Last Thursday was the seventh day of the Chinese New Year, also known as 人日 and considered as everyone’s birthday. It’s traditional to have lo hei (捞鱼生) on that day, but for Teochew people, it’s also the day that they cook seven vegetables (七样菜 or 七样羹).

For the past few years, we’ve had it for dinner at The Old Folks but this year The Wife decided to make it at home herself.

I’m not Teochew, and therefore not familiar with this particular tradition, so I’ll rely on this excerpt from a short write-up in the local Chinese newspaper:

这道菜源自潮州传统,一般用大菜(芥菜)、芥兰、蒜、白菜、厚合、春菜及芹菜这七样蔬菜煮成,配以红糖。

民俗学家游龙子表示,初七吃七样菜已是自古传下来的习俗。

“ 潮州人对饮食讲究, 农历正月初一之后天天大鱼大肉,选择在初七吃蔬菜来解腻。近年来尤其有更多年轻人热衷。”

民俗学家陈军荣表示:“初七是人日,本不应杀生,因此有在初七吃七样菜的说法。”

Which loosely translates to:

“This dish originates from Teochew tradition, and is typically cooked using Chinese mustard, kai lan, leek, Chinese cabbage, chard, mustard green and celery, with some red sugar.

Folklore scholar You Long Zi states that eating seven vegetables during the seventh day of the Chinese New Year is a tradition that has been passed down from olden times.

“The Teochew people are particular about their food, and after feasting on heavy meat and seafood heavy dishes from the first day of the new year, they choose to have vegetables on the seventh day to detox. In recent years, this has been especially popular with young people.”

Folklore scholar Chen Jun Rong states: “The seventh day is “Peoples’ Day”, and should be a day where no animals are killed and therefore giving rise to the idea of having seven vegetables on that day.”

We didn’t have the exact combination of vegetables required, so The Wife scrounged up whatever was available in the fridge and proceeded to fry it all up in her wok. And even though the ingredients weren’t quite the same as those used by The Old Folks, the taste was quite close to what they usually make.

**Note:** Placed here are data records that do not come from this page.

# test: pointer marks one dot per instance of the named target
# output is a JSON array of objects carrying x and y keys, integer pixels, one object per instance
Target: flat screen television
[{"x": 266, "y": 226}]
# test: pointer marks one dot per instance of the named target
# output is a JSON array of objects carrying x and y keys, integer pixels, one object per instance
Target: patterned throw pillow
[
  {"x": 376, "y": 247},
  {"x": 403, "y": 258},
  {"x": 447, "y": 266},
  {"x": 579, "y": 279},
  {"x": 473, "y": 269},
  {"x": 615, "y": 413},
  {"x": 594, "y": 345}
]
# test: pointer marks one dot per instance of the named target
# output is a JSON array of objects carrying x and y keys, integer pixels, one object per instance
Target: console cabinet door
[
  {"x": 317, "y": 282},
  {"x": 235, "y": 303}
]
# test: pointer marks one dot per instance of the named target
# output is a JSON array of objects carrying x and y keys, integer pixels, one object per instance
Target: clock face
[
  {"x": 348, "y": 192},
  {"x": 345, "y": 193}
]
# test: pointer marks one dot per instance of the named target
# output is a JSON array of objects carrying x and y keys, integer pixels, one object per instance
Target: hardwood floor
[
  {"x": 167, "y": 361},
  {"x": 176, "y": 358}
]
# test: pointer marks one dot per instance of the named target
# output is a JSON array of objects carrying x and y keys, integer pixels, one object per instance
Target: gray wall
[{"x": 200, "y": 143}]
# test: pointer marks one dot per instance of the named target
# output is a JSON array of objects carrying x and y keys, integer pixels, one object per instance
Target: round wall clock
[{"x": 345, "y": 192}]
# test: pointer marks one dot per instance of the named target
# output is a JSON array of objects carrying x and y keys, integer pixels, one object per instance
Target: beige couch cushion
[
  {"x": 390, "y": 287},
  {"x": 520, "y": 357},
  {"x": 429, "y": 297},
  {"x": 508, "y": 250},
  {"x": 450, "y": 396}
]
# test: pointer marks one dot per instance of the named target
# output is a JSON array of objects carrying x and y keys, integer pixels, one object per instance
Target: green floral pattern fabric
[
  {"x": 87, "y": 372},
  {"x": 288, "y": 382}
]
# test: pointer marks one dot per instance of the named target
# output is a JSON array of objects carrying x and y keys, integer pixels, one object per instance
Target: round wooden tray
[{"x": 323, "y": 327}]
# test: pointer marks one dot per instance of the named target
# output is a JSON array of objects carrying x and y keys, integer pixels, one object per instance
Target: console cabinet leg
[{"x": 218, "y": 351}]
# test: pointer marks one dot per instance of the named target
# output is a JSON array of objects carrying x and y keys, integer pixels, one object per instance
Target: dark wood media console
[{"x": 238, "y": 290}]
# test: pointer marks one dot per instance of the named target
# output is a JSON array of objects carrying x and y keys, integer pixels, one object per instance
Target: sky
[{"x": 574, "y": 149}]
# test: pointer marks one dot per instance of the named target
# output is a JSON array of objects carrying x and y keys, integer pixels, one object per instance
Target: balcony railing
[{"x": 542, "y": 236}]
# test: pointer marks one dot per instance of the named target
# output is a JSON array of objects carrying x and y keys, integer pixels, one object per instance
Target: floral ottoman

She posted a Facebook story to document the process and found out that co-incidentally, her good friend DT in California had made the same dish. If you’re like me and assumed that she used kimchi in her version, she didn’t. The orange colour was from the vegan soy chorizo that she added.

Hmm… somehow I don’t think vegan soy chorizo counts as a vegetable, and it’s definitely not something that old Teochew people would agree with for such a traditional dish.

But hey, whatever makes you happy. Though I have to say that from the photo, it did look quite yummy.